Isn't this what you are trying to do ?

 

On Wednesday, 26 September 2018 00:09:07 UTC+5:30, Michael Ellis wrote:
>
> Hi, new gopher here. 
> I considered asking this on SO, but they (rightly, IMO) discourage "Is 
> this a good way to do it?" questions.  Hope that's ok here.
>
> By way of background, I'm porting a largish industrial control application 
> from Python to Go.  The Python version uses multiple processes (about a 
> dozen in all) communicating over ZeroMQ.  One process, called the 
> statehouse,  controls access to the application state.  The others obtain 
> copies and send updates over REQ sockets.  The data are serialized as JSON 
> objects that map nicely to Python dicts.
>
> Since there's no direct equivalent in Go to a Python dict that can hold a 
> mixture of arbitrary types,  I need to use a struct to represent the state. 
> No problem with that but I've been struggling with how to allow the 
> goroutines that will replace the Python processes to read and write to the 
> state struct with concurrency safety.  
>
> This morning I came up with an idea to send functions over a channel to 
> the main routine.  I put together a little test program and after some 
> refinements it looks promising.  Some rough benchmarking shows I can get a 
> million updates in under 1 second on a 2012 vintage Mac Mini.  That's more 
> than good enough for this application where the time between events is 
> usually more than 100 milliseconds.
>
> Here's the link to my test on the Go Playground: 
> https://play.golang.org/p/8iWvwnqBNYl . It runs there except that the 
> elapsed time comes back 0 and the prints from the second goroutine don't 
> show up.

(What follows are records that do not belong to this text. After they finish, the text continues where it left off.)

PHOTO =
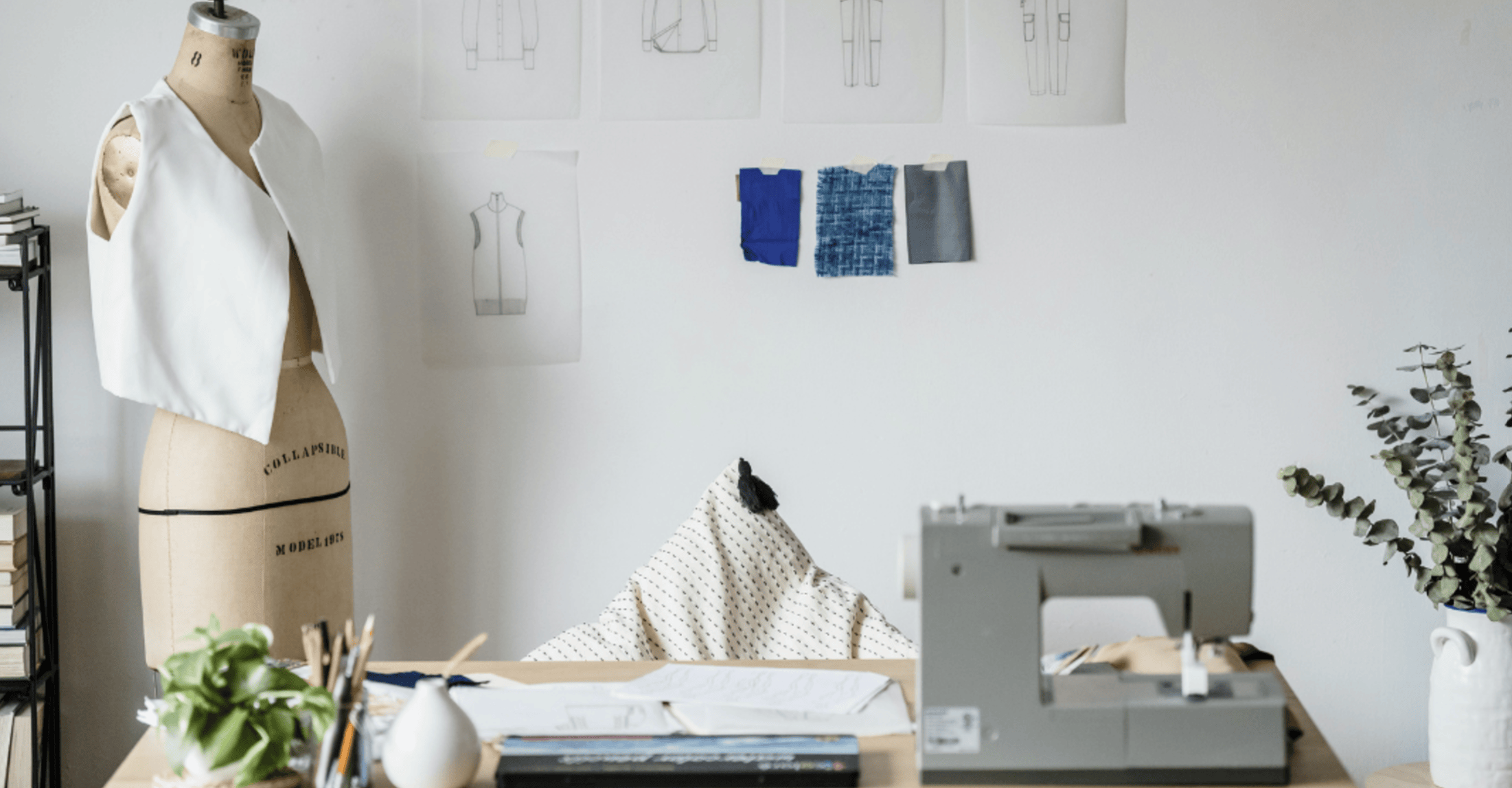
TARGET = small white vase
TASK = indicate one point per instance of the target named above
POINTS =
(1470, 702)
(431, 743)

I think that's got something to do with the artificial clock in 
> the playground.  It works fine when I run it locally.  I've pasted the code 
> at the bottom of this message.
>
> So my big questions are:
>
>    - Is this actually concurrency safe as long as all goroutines only use 
>    the update mechanism to read and write?

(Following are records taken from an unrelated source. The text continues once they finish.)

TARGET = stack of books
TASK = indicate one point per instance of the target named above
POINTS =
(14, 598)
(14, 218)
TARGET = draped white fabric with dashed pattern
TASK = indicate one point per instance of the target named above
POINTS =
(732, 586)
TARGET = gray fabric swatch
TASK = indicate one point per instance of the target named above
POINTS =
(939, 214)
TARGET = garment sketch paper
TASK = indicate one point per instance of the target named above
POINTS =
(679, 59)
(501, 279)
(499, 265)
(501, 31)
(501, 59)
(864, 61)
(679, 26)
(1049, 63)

>    - Is there a more idiomatic way to do it that performs as well or 
>    better?
>    - What are the potential problems if this is scaled to a couple dozen 
>    goroutines?
>    - Does it sacrifice clarity for cleverness? (not that it's all that 
>    clever, mind you, but I need to think about handing this off to my 
> client's 
>    staff.)
>
>
> Thanks very much,
> Mike Ellis
>
> code follows ... 
>
> package main
>
> import (
>  "fmt"
>  "time"
> )
>
>
> // Big defines the application's state variables
> type Big struct {
>  A int
>  B string
>  /* and hundreds more */
> }
>
>
> // update is a struct that contains a function that updates a Big and
> // a signal channel to be closed when the update is complete. An update
> // may also be used to obtain a current copy of a Big by coding f to
> // do so.  (See gopher2 below.)
> type update struct {
>  done chan struct{}
>  f    func(*Big)
> }
>
>
> // upch is a channel from which main receives updates.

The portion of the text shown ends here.